After I covered the empty sweetness of some contemporary Christian music, I got a mix of excellent responses, from specific song recommendations to response essays. Here are three I particularly enjoyed:
In short, all the major hymnbooks of the Churches of Christ tradition have used shape-notes. No matter what Church of Christ you visited, even if you were pulling a different hymnbook from the pew, you were always singing with shape-notes.
To be raised in the Churches of Christ meant a capella singing, and growing up shape-note.
“Thanks to God for My Redeemer”
If you only know this hymn slightly, you probably know it for its rather baroque pairs. We’re to be thankful for prayers answered and requests denied, for pain and for pleasure, for roses and for their thorns. It’s hymnody as chiaroscuro.
For that reason, there are quite a few people for whom this is not a favorite hymn — or, at least, not an easy one to sing with much conviction. Those with a vacant seat at the Thanksgiving table, for example, might resent [A.L.] Storm and [Carl] Backstrom’s sentiments — particularly as they’re carried along [J.A.] Bultman’s rather bouncy melody. So I worry that — relatively easy as my life has been to this point — whatever I say here will sound trite to those in the midst of suffering.
But what I think the hymn actually teaches us here is that the shape of our thanks is not determined by our circumstances, or by our response to them. Thanks are given to the One who — for all people in all situations — is our strength, our rock, our fortress, and (yes) our redeemer: the one who is “worthy to be praised” (Ps 18:1-3).

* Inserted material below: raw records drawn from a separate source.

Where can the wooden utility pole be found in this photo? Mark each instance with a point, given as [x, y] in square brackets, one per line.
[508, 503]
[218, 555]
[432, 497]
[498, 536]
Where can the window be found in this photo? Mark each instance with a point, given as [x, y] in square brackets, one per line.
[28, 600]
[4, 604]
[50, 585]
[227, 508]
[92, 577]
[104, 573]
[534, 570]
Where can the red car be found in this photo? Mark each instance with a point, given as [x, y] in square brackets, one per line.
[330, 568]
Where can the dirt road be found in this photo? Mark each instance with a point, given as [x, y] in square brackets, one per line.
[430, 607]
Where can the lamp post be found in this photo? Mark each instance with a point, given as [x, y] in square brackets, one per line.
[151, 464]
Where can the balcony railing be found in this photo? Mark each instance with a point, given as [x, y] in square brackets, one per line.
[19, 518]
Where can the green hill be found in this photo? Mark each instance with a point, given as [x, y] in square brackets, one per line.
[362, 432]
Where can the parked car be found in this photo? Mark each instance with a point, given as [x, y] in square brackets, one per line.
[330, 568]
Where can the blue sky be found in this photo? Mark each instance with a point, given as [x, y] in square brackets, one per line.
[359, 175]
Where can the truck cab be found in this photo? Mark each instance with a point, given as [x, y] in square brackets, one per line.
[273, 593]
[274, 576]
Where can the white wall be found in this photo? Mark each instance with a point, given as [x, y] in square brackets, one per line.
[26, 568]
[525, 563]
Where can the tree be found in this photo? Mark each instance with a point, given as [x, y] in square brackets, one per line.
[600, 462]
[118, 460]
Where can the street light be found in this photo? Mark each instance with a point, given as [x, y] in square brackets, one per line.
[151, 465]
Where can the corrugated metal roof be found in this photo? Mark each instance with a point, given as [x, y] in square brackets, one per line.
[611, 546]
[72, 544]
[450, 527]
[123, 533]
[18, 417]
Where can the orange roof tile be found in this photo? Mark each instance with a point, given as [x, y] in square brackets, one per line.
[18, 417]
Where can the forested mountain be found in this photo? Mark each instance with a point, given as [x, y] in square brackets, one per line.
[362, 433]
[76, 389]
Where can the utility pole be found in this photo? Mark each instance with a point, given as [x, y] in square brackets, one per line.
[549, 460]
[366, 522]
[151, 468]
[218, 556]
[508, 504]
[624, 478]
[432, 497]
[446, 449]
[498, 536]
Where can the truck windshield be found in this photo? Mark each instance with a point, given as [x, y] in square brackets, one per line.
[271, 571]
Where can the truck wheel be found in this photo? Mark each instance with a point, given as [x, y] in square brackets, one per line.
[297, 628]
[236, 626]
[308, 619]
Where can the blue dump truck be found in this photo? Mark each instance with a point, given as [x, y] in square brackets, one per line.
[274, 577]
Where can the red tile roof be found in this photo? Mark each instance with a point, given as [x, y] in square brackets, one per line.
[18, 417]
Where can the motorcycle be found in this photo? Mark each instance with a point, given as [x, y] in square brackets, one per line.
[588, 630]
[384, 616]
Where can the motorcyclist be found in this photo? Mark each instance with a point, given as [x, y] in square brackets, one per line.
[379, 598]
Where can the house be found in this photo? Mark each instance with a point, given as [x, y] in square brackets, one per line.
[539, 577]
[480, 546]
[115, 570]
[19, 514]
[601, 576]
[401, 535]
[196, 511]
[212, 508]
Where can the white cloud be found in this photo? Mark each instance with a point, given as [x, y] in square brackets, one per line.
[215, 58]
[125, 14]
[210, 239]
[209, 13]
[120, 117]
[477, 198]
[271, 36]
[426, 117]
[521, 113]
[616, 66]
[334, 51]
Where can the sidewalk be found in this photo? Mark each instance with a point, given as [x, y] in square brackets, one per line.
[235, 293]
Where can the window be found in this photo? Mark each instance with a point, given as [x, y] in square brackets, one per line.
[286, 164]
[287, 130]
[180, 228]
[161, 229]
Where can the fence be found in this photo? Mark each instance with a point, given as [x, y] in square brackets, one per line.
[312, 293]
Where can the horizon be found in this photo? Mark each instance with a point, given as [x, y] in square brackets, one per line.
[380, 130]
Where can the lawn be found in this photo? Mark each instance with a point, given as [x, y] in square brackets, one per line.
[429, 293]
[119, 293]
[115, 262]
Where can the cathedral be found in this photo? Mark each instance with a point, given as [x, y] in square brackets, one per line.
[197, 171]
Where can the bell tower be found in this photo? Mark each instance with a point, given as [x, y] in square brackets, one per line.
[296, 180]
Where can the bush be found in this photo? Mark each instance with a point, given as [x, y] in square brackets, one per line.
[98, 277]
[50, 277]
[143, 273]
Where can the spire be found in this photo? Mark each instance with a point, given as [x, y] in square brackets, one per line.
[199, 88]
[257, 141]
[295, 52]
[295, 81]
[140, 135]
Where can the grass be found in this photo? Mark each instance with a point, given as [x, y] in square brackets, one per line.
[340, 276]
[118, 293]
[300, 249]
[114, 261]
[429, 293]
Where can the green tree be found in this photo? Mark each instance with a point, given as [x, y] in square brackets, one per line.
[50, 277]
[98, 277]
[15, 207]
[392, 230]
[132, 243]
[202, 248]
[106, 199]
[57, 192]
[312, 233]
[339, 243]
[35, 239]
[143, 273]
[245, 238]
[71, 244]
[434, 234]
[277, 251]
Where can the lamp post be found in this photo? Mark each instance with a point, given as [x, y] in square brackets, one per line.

The best Christian songs are songs of this journey, songs that acknowledge the exilic nature of the Church in the world. Here we have no lasting home, so our hymns can have the timbre of exile—the grief, the anger, the wrestling with God, the joy that is fierce and defiant rather than safe and smiley. Since becoming Catholic, I have had a special affection for the prayer “Hail Holy Queen,” in which we say: “To thee do we cry, poor banished children of Eve: to thee do we send up our sighs, mourning and weeping in this vale of tears. Turn then, most gracious Advocate, thine eyes of mercy toward us, and after this our exile, show unto us the blessed fruit of thy womb, Jesus.” A touching summary of salvation history that shows us for what we are, children of Eve and soldiers of Christ, living as a people ahead of time in a world of entropy.
One of the biggest gifts a friend of mine has given me is inviting me to her house for a hymn sing. Sarah and Cole traded off turns on the piano while we all sang through hymns one or all of us particularly loved. It’s something I’d like to do again, and I’d definitely recommend to others.
If, like me, you can’t sightread well enough to play accompaniments, just make a spotify or youtube playlist of requested hymns and sing together over the vocals. It’s lovely to be able to pray together this way and to have new hymns to offer back to a friend during times of rejoicing or times of mourning.